Plusieurs conditions demeurent nécessaires pour parvenir à cette convergence :

• Du côté des habitants
- Eviter la dispersion et l’inefficacité de tous ces réseaux qui rassemblent, mais de manière bien précaire, des personnes en recherche d’un habitat écologique et convivial.
- Rassembler les groupes qui, malgré tous les obstacles, ont réussi à concrétiser leurs projets, en locatif aussi bien qu’en accession, afin de donner un socle solide au Mouvement.
- Redonner au Mouvement la capacité d’entrer en négociation avec les partenaires, élus ou professionnels, ceux du moins qui partagent les mêmes objectifs.
- Le structurer de façon réaliste et légère par ville ou agglomération de manière à permettre une rencontre véritable entre les candidats à ce type d’habitat et la formation progressive de vrais groupes de projets,.soit en autogestion, soit dans le cadre d’ateliers urbains.

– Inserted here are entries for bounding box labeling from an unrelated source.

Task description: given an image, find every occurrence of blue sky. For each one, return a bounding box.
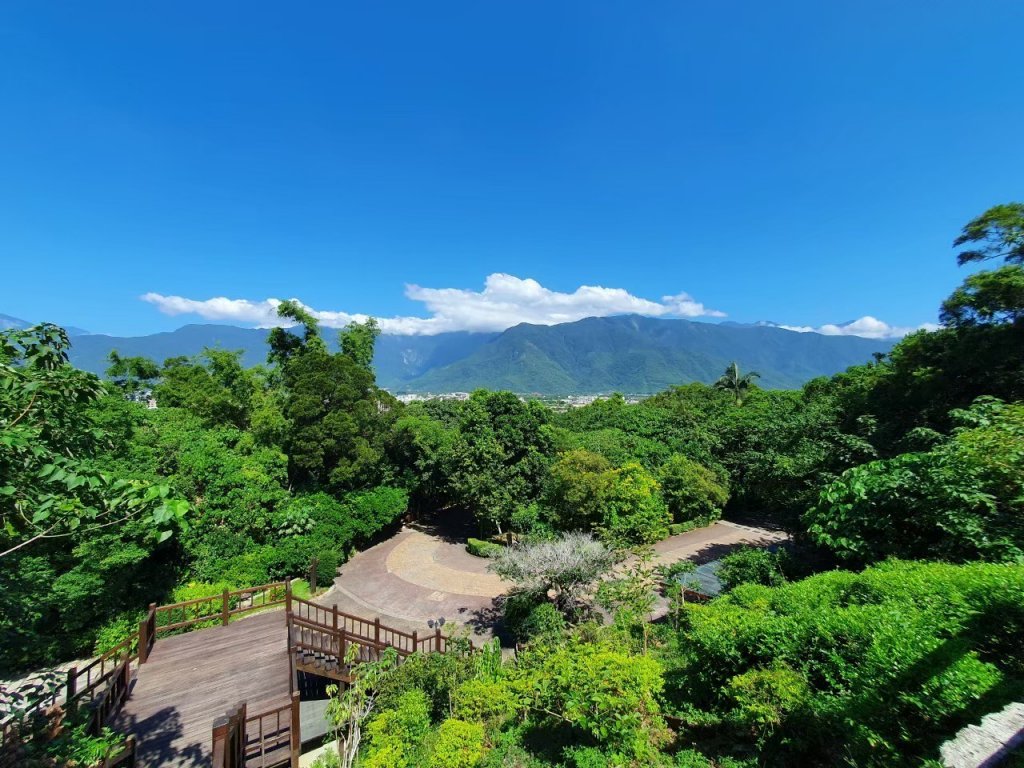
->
[0,0,1024,335]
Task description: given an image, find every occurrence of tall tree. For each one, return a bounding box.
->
[715,360,761,406]
[953,203,1024,265]
[338,317,381,371]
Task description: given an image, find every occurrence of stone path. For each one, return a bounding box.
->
[940,702,1024,768]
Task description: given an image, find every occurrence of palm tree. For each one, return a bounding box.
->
[715,360,761,406]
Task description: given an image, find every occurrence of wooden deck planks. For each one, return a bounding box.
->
[114,609,290,768]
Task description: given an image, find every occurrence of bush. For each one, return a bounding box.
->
[93,613,144,655]
[430,720,484,768]
[515,641,669,763]
[718,547,785,589]
[309,744,341,768]
[360,689,430,768]
[466,539,504,557]
[669,517,718,536]
[657,454,729,525]
[519,602,566,642]
[454,679,518,724]
[673,561,1024,766]
[675,750,714,768]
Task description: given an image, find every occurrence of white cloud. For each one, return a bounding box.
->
[778,314,938,339]
[141,272,725,336]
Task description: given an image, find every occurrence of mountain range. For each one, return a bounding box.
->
[0,315,894,394]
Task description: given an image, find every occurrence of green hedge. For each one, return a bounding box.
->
[466,539,502,557]
[669,517,717,536]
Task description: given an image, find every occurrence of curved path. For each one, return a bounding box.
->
[317,521,786,639]
[114,522,784,768]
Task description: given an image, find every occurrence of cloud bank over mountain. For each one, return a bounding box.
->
[141,272,935,339]
[772,314,939,339]
[141,272,725,336]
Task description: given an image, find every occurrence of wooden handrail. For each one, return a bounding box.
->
[212,692,302,768]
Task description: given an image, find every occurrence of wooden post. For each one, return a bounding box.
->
[213,715,228,768]
[290,691,302,768]
[138,604,153,665]
[65,667,78,709]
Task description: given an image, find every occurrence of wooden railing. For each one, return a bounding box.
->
[150,581,289,635]
[212,693,302,768]
[285,594,449,656]
[0,581,291,768]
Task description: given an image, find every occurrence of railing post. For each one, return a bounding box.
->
[65,667,78,709]
[212,715,229,768]
[138,603,157,665]
[290,691,302,768]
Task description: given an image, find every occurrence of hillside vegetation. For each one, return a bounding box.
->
[0,204,1024,768]
[61,315,893,394]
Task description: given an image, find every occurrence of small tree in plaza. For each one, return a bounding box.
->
[327,643,398,768]
[488,532,615,615]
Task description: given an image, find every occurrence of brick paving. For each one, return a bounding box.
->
[317,521,785,640]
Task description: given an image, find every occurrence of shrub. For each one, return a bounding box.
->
[430,719,484,768]
[519,602,566,642]
[669,516,718,536]
[489,534,614,612]
[675,750,714,768]
[673,561,1024,766]
[726,664,809,737]
[360,689,430,768]
[466,539,505,557]
[454,679,518,723]
[657,454,729,525]
[718,547,785,589]
[309,744,341,768]
[93,613,143,654]
[515,642,668,761]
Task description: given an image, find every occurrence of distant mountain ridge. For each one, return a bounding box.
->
[25,315,895,394]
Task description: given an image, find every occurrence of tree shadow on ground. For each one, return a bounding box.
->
[459,595,512,645]
[115,707,205,768]
[407,509,480,544]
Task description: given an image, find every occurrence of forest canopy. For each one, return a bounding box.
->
[0,204,1024,768]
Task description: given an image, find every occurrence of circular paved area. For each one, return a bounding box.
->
[317,521,785,639]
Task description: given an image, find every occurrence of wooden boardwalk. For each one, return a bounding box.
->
[113,608,291,768]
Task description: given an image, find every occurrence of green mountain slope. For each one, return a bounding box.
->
[51,315,892,394]
[409,315,892,393]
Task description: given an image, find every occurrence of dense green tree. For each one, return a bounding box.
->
[106,349,160,396]
[715,361,761,406]
[268,301,396,492]
[939,264,1024,328]
[666,561,1024,766]
[154,348,265,429]
[953,203,1024,265]
[806,400,1024,562]
[338,317,381,371]
[657,454,729,522]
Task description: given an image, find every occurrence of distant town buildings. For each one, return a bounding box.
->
[394,392,647,411]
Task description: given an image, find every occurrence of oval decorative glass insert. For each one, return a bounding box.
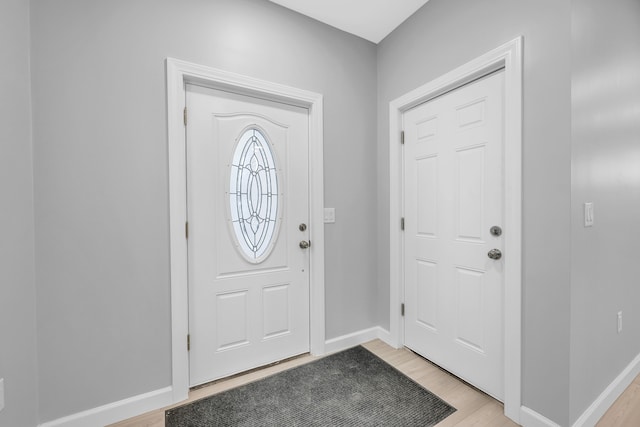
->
[229,128,280,263]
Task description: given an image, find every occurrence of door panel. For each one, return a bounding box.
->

• Du côté des collectivités territoriales
Elles doivent intégrer les approches sociales de l’urbanisme dans leurs projets d’Eco Quartier ou de renouvellement urbain des quartiers anciens, ce qui consiste :
- à faire du droit au logement une réalité pour tous 
- à assurer la mixité sociale et générationnelle dans chaque quartier
- à compléter les logements par des espaces et des équipements permettant le développement d’une vie de voisinage conviviale.
Et, avant tout, afin que ces principes ne restent pas que des slogans, elles doivent prendre en compte la nécessité de faire intervenir le plus grand nombre possible d’habitants dans la définition des opérations, c’est à dire dans leur phase de programmation.
Les processus d’urbanisation du 20e siècle, trop technocratiques, ont montré leurs limites.
L’impératif «Développement durable» nécessite la participation des habitants à un nouveau mode d’urbanisation.
Les Ateliers urbains, par exemple, mis en place par les collectivités territoriales, sont des lieux de rencontre des habitants, des professionnels et des élus où l’on peut élaborer les projets avec le maximum d’intelligence collective.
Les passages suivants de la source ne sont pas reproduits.